At this moment the girl f.2 appears like a phantom, somewhere behind the child, so that he does not see her. She sees the doll on the ground with its head broken off to one side; she bends down, lifts it, fits its head back into place. Then she walks on, looking for a spot in the nearby forest. The boy c.2, now reaching the well, very close to its surface, after a few moments in which he smiles at the water, falls serenely into it, never to come out of it again. The girl f.2, having found the spot she sought at the edge of the forest, digs a pit. Noticing the red sun as it sets, she says:

f.2 — ...it wavers... it draws in dream-air... how deeply it passes through, in the streak of night... a sheen of marble... (as if to herself) ...the lake twinned... paired... paired... with red... beneath the vault of moons, of stars... triangles... the sun...

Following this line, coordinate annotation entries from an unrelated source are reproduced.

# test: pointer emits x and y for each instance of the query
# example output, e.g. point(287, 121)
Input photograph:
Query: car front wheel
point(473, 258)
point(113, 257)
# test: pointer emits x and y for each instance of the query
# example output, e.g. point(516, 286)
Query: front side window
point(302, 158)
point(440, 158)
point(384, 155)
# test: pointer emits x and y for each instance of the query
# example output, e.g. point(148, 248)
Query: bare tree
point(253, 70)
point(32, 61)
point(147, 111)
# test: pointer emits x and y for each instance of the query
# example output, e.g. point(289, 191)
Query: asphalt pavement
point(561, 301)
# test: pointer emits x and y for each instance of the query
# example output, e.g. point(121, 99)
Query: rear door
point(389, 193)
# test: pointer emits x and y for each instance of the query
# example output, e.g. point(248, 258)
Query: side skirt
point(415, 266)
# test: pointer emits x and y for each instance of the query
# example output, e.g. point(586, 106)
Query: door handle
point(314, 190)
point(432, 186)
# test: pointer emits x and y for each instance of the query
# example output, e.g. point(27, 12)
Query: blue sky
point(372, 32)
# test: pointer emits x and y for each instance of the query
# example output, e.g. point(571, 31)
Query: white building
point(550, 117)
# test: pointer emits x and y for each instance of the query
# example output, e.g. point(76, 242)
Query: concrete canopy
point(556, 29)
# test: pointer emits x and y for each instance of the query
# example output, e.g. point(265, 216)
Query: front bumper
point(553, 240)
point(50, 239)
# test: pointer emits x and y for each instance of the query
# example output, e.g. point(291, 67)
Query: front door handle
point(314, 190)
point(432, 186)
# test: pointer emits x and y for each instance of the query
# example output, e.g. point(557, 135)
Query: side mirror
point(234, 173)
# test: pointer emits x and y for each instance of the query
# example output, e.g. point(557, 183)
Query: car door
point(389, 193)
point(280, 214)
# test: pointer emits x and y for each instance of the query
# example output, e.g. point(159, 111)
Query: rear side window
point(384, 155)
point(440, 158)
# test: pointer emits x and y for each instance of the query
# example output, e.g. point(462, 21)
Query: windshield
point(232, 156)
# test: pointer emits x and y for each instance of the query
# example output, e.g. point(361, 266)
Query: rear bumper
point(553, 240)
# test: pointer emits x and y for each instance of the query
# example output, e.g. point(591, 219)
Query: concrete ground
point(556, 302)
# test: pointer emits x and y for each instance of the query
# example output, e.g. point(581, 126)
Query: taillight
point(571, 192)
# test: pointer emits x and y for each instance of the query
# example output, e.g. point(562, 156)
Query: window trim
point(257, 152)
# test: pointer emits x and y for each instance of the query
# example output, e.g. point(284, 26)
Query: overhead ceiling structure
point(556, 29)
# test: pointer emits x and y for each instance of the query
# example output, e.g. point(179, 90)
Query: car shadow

At the moment she places the doll in the pit, green snow suddenly begins to fall over the whole stage. After a while, once the doll is completely buried, the girl f.2 turns to face the audience and stands there, silent in the snowfall, like a phantom. Slowly, the girl f.2 disappears beneath the stage (with the help of a trapdoor). A grave voice makes itself heard:

voice — And one more word went murmuring nearby, in the forest: « The well baptized itself out of dry, rare stone. It baptized itself all at once with storm-water. In its surface, your face in the sun you would glimpse, and on its sweep at once a bird you would see. » ...

The curtain falls.

--- THE END ---

For the director's information, I note that the actor who embodies the child c.2 will play both the wholly new figure p.1 and the wholly new figure p.2. Likewise, the actress who plays the little girl f.1 will also play the girl f.2.

ANDREI FODOREANU

approximate running time (text only): 70 min. — approximate running time (performed): 120 min.